Auch die Bestimmung des Serum-IgE gegen Eiweiss eignet sich zur Diagnostik. Bei einem negativen Resultat sowohl im Pricktest als auch im eiweissspezifischen IgE haben mehr als 90 Prozent der Patienten keine Allergie. Die Bestimmung des IgE gegen Einzelantigene liefert eventuell zusätzliche Informationen. Die Sensitivität eines Suchtests mit dem Markerallergen Gal d 1 ist aber wohl nicht grösser als mit dem Gesamtextrakt.

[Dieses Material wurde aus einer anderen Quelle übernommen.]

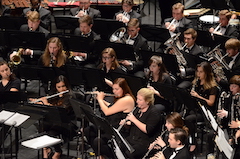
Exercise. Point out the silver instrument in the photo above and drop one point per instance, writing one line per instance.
(217, 55)
(51, 96)
(118, 35)
(154, 144)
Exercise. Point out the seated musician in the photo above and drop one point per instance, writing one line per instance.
(228, 109)
(59, 85)
(224, 28)
(127, 12)
(124, 103)
(178, 20)
(158, 73)
(144, 123)
(85, 9)
(85, 30)
(31, 56)
(8, 80)
(177, 149)
(139, 43)
(45, 15)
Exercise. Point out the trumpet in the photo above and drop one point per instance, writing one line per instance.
(106, 94)
(48, 97)
(17, 59)
(154, 144)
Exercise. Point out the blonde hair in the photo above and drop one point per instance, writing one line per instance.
(147, 94)
(61, 56)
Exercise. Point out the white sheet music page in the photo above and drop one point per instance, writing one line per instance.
(17, 119)
(4, 115)
(41, 142)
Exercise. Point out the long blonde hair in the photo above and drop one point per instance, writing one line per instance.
(61, 56)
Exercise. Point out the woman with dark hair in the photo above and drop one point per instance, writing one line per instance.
(59, 85)
(53, 56)
(124, 103)
(205, 88)
(8, 80)
(158, 73)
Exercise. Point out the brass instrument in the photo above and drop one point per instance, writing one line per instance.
(154, 144)
(218, 68)
(51, 96)
(174, 43)
(17, 59)
(118, 35)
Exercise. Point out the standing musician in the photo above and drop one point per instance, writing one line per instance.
(31, 56)
(124, 103)
(158, 73)
(85, 30)
(177, 149)
(45, 15)
(205, 88)
(63, 100)
(53, 56)
(128, 13)
(8, 80)
(224, 28)
(229, 109)
(178, 20)
(144, 123)
(85, 9)
(173, 120)
(139, 43)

Therapie und Management: Von Immuntoleranz bis Notfallplan

Wichtig ist eine sorgfältige Beratung: Betroffene Kinder und Erwachsene sollten auf rohe oder nur kurz erhitzte Eierspeisen verzichten. Ein kleiner, meist erwachsener Teil der Eiallergie-Patienten verträgt das Ei auch als Zutat nicht, beispielsweise in Wurst, Suppen oder eventuell sogar Teigwaren. Informationen zu versteckten Allergenen sind sinnvoll. Für Kinder wird eine jährliche Kontrolle auf Immuntoleranz empfohlen.

Zur Sicherheit sollten Betroffene, Eltern, Verwandte und z. B. das Kindergartenpersonal mit Notfallmedikamenten und einem Notfallplan ausgestattet werden. Zur Therapie der meist leichten Reaktionen eignen sich orale H1-Antihistaminika und ggf. Glukokortikoide, der Adrenalin-Autoinjektor wird nur selten benötigt.

Eiallergie und Impfungen: Worauf ist zu achten?

Mögliche allergische Reaktionen auf Impfstoffe betreffen, wenn überhaupt, nur die gegen Influenza und Gelbfieber. Beide Viren können sich in der Zellkultur nicht ausreichend vermehren, weshalb man auf embryoniertes Hühnerei ausweicht.

Eine geringe Restmenge an Eiprotein ist daher nicht zu vermeiden. Bei einem Eiallergie-Patienten mit anaphylaktischer Reaktion nach Verzehr wird vor der Applikation ein Pricktest mit dem jeweiligen Impfstoff durchgeführt. Bei positivem Ergebnis hat man zwei Möglichkeiten: auf die Impfung verzichten oder diese unter Überwachung in stufenweise ansteigender Dosis verabreichen, wobei strikt auf eine intramuskuläre Injektion zu achten ist.

Impfstoffe, die in Zellkulturen mit Hühner-Fibroblasten hergestellt werden, z. B. gegen Masern, Mumps und Röteln, können ohne vorherige Testung injiziert werden, da sie keine allergenen Eiproteine enthalten.